Express vs Fastify: Why the Debate Is Mostly Noise
People love asking “Express vs Fastify” like there is a correct answer that will magically make their API fast, scalable, and problem free. As if picking the right framework is the difference between a successful product and a dead repo. It is not. If that were true, half the internet would be running perfect APIs by now.
Why Express Still Wins (for Many People)
Express is familiar
A lot of people have used it.
You can Google literally any problem and find ten answers, five of them wrong, three outdated, and two that sort of work.
Express gets you moving fast
You write a route, send a response, and you are done.
No ceremony. No lectures.
It feels like JavaScript from a time when nobody pretended backend code needed to feel like enterprise architecture.
Fastify’s Different Energy
It is faster
Benchmarks will happily remind you of that.
It is stricter
It wants you to define schemas.
It wants structure.
It wants you to think a little before you start throwing routes everywhere.
Some people love that. Some people immediately feel slowed down and annoyed. Both reactions are valid.
The Real Reason Most APIs Don’t Need Fastify
Most APIs do not need Fastify’s performance gains.
If your API is slow, it is probably because of:
The database
Bad queries
Doing too much work per request
Switching from Express to Fastify will not fix those issues.
That said, Fastify might give you:
Better logs
Better validation Which actually matters more than raw speed most of the time.
Express vs Fastify: The “Feel” of Each
Express feels like duct tape
You can stick anything to it.
Middleware everywhere.
Patterns that work until they do not.
Easy to start clean, and very easy to end up with a mess you are scared to touch.
Fastify feels like structure
Like someone nudging your hand away every time you try to do something sloppy.
Comforting or irritating depending on your mood and deadline.
When to Use Each
Use Express If:
You are building something small, internal, or experimental
You want speed of development
You want minimal setup and maximum flexibility
Use Fastify If:
You expect the API to grow
Multiple developers will work on it
It will live longer than a few months
You want structure and validation from day one
Not because it is faster, but because it forces better habits earlier than you might otherwise adopt.
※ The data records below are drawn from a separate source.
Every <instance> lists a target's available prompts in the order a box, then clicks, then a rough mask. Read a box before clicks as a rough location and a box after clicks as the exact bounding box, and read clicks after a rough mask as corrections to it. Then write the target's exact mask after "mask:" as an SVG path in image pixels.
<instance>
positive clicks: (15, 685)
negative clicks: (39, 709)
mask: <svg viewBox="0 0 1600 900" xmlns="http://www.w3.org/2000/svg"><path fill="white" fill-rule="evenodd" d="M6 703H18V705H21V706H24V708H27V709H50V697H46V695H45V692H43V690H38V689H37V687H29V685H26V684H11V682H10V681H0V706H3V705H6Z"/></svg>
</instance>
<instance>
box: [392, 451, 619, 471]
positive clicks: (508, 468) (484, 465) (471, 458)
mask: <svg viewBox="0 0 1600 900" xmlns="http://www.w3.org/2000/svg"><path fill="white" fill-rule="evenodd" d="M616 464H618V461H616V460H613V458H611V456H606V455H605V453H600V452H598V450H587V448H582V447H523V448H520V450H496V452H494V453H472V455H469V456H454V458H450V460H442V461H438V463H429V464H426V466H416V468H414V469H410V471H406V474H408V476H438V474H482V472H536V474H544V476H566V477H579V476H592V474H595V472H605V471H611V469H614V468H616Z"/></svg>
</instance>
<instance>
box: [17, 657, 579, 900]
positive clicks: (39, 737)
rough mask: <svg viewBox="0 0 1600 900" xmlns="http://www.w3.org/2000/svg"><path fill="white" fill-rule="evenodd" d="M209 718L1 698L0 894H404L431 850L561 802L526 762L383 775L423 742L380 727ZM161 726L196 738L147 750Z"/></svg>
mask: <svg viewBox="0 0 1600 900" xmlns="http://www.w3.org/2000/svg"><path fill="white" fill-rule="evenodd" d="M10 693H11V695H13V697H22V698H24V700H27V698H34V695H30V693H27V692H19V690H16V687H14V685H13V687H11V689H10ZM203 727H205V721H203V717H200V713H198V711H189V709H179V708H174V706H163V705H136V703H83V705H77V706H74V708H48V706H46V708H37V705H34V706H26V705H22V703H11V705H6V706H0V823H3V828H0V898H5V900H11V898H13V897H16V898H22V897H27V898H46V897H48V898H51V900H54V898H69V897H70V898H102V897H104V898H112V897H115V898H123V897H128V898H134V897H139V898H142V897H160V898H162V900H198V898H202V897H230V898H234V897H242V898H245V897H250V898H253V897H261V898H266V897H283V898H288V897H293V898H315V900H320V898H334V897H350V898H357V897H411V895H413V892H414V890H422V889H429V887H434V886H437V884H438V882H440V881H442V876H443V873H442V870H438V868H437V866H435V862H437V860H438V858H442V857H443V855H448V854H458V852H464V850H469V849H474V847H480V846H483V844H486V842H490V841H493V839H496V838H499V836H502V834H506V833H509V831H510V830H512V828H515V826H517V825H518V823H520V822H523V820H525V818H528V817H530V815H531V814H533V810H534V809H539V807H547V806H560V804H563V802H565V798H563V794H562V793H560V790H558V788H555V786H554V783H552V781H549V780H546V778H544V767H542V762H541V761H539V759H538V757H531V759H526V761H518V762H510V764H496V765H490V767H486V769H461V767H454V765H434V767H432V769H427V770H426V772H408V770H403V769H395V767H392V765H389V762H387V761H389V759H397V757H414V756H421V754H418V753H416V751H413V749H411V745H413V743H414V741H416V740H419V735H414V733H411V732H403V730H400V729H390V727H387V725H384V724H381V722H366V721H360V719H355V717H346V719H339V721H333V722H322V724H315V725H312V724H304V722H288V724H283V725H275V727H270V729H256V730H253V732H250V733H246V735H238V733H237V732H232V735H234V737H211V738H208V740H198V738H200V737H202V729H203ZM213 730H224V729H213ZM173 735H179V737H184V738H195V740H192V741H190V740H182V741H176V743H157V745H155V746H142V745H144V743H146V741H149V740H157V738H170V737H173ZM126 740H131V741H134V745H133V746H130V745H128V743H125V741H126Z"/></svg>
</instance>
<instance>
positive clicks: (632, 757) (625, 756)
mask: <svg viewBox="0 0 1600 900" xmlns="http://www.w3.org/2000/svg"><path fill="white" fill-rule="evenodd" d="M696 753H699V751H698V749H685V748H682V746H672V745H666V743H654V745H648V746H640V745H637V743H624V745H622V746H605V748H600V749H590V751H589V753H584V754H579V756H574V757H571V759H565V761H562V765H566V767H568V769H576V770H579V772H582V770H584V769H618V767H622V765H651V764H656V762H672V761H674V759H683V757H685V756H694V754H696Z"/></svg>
The Real Answer Nobody Likes
Your framework choice matters far less than:
How you design your endpoints
How you handle errors
How you structure your code
How you stop yourself from overengineering things that should have stayed simple
Express vs Fastify is not a battle. It is a preference shaped by experience, tolerance for structure, and how much chaos you are willing to manage later.
Final Thought
Pick one, build something useful, and move on. That decision alone will already put you ahead of most people still stuck comparing benchmarks instead of shipping APIs.